Using an old aqua clear or whisper for an overflow box to go to a sump / trickle filter?? I would be very interested to see if anyone has because I've got a bunch of old whispers laying around that I don't use anymore.


----------



## boredatwork (Sep 14, 2007)

Not sure if I am missing the point, but I think you would need two of them for it to work. You need to have something hanging outside the tank, but you also need something inside the tank that is lower than the water level. Water will only naturally flow down not up.
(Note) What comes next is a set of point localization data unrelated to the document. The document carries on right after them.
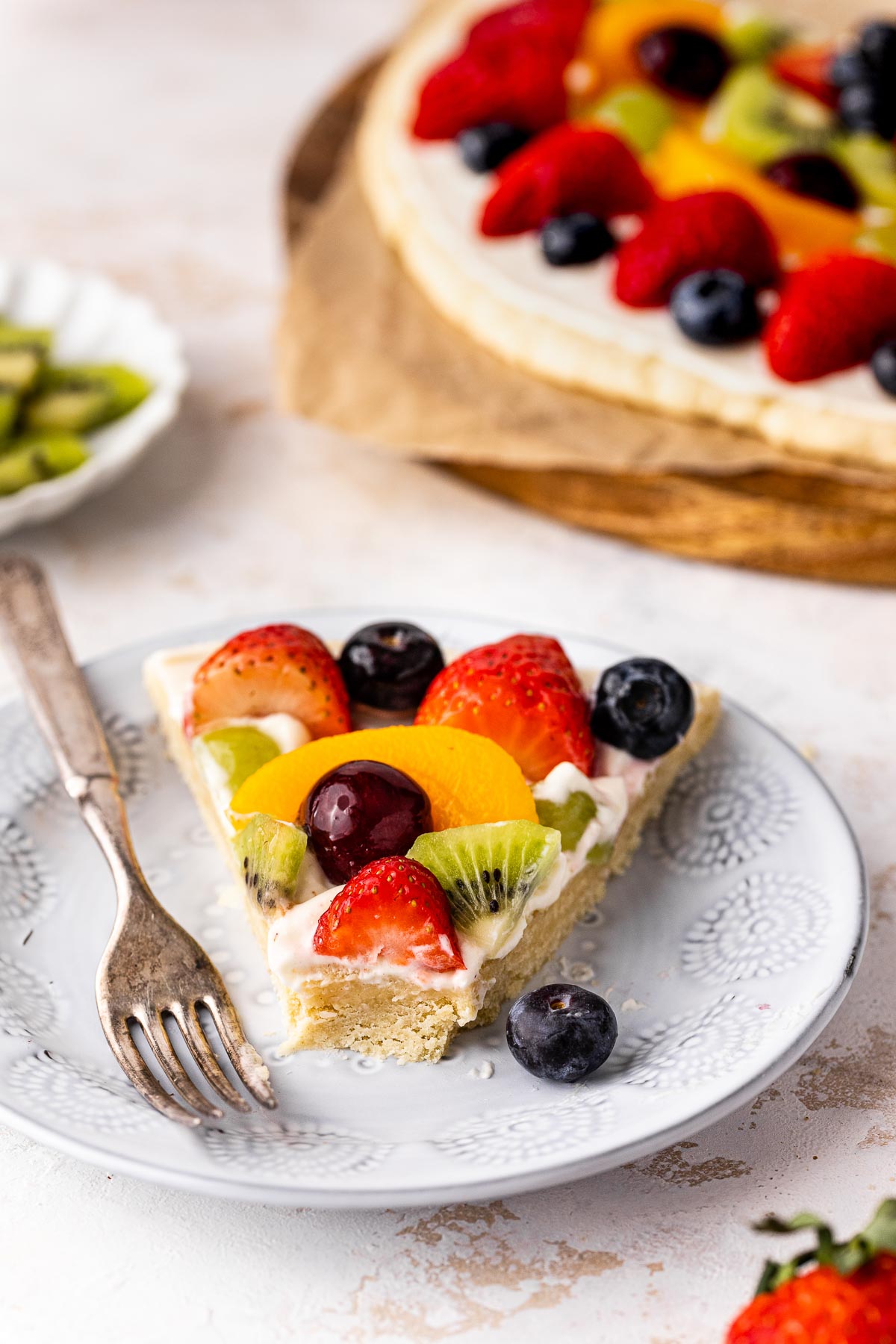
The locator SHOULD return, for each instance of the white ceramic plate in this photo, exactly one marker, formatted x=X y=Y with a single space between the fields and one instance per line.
x=724 y=951
x=93 y=322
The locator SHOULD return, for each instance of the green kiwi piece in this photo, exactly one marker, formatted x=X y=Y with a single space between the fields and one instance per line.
x=488 y=873
x=238 y=752
x=84 y=396
x=761 y=119
x=38 y=457
x=23 y=352
x=270 y=853
x=570 y=818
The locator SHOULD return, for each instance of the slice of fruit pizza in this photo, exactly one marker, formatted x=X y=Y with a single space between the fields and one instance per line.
x=676 y=203
x=415 y=839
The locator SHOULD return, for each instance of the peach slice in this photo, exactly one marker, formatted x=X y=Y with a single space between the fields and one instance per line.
x=682 y=163
x=467 y=779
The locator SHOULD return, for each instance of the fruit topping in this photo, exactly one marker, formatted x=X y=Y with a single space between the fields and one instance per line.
x=273 y=670
x=38 y=457
x=761 y=119
x=390 y=665
x=272 y=856
x=685 y=62
x=808 y=67
x=883 y=366
x=706 y=231
x=23 y=352
x=574 y=240
x=465 y=777
x=561 y=1033
x=488 y=874
x=637 y=113
x=235 y=753
x=815 y=176
x=82 y=396
x=684 y=163
x=644 y=707
x=833 y=315
x=715 y=308
x=363 y=811
x=561 y=172
x=521 y=692
x=485 y=148
x=393 y=910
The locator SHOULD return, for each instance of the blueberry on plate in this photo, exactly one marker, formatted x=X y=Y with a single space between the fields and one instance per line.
x=575 y=240
x=561 y=1033
x=485 y=148
x=390 y=665
x=883 y=366
x=715 y=308
x=644 y=707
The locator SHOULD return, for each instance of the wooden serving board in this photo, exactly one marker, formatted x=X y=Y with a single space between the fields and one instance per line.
x=801 y=524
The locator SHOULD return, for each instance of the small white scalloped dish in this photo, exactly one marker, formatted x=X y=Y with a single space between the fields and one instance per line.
x=724 y=951
x=93 y=322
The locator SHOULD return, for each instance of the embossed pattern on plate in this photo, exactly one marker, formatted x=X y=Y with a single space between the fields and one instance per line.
x=762 y=910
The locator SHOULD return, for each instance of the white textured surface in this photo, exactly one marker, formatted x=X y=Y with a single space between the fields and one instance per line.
x=151 y=149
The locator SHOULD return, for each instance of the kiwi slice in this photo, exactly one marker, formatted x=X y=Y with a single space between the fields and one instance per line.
x=38 y=457
x=237 y=752
x=570 y=818
x=23 y=352
x=270 y=853
x=488 y=873
x=82 y=396
x=761 y=119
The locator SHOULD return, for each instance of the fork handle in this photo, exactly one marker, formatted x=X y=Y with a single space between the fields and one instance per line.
x=52 y=682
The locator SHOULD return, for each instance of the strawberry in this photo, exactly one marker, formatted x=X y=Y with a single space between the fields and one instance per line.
x=849 y=1297
x=393 y=910
x=808 y=69
x=561 y=171
x=704 y=231
x=524 y=694
x=274 y=670
x=521 y=87
x=833 y=315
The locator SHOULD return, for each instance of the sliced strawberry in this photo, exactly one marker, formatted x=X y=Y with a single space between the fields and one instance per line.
x=523 y=87
x=393 y=910
x=833 y=315
x=564 y=169
x=524 y=694
x=808 y=69
x=706 y=231
x=274 y=670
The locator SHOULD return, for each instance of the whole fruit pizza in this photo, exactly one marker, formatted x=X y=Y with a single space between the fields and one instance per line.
x=677 y=203
x=417 y=831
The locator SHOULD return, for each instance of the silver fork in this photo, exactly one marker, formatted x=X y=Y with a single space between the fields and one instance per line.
x=152 y=971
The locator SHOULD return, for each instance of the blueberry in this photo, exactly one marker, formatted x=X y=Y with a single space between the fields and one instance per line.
x=848 y=67
x=644 y=707
x=390 y=665
x=815 y=176
x=877 y=46
x=485 y=148
x=561 y=1033
x=715 y=308
x=871 y=108
x=684 y=60
x=883 y=366
x=573 y=240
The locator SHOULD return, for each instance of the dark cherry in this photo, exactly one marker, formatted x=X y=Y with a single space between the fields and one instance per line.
x=817 y=176
x=390 y=665
x=684 y=60
x=363 y=811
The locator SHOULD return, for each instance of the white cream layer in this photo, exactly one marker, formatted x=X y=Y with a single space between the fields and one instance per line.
x=449 y=196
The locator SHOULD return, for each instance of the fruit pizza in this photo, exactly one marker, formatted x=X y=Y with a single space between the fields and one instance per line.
x=415 y=833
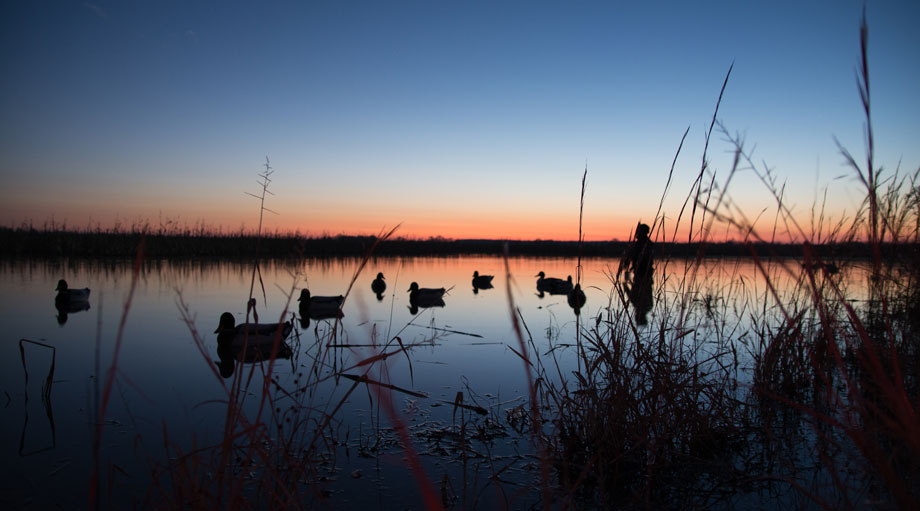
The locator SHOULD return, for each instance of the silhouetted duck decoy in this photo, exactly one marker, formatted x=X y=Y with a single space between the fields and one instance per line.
x=320 y=307
x=576 y=298
x=425 y=297
x=425 y=293
x=258 y=338
x=482 y=281
x=553 y=285
x=256 y=332
x=378 y=286
x=66 y=295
But maybe that is what you meant.


----------



## 3569Ryan (Jul 8, 2008)

I have been thinking the same thing. if you just cut a hole in the side of the hob and put a bulkhead to it would you be able to get it to siphon? would the flow rate be very high?


----------



## Turtlemaxxx (Jul 13, 2007)

I thought i saw someone use a specimin tank inside and a hob outside. just cant remember where it is.

-matt


----------



## danielratti (Feb 17, 2008)

http://cichlid-forum.com/phpBB/viewtopic.php?t=177970

This is what you were looking for.


----------



## fishwolfe (Mar 27, 2005)

i used a ac110.i took the motor off since it was dead,then used a dremel to open the hole to 1",put a duruso stand pipe through it,heavy silicone to seal it,then ran a u tube from tank to the ac.heres a similar one im making out of some pieces i found around the house.


----------



## cturner (Mar 21, 2006)

Well what I was thinking was that you could make a hole where media would normally sit and place a bulkhead there. Then just use the motor to pull the water in thru the uptake tube. Yeah the only thing I would wonder is if the rate would be high enough. But if you have extras slap another one on and have 2 running. Does anyone think it will work?? Fishwolfe that is one heck of a contraption you have there!


----------



## fishwolfe (Mar 27, 2005)

it flows great.i need a few more fittings then im going to post it in the d.i.y.


----------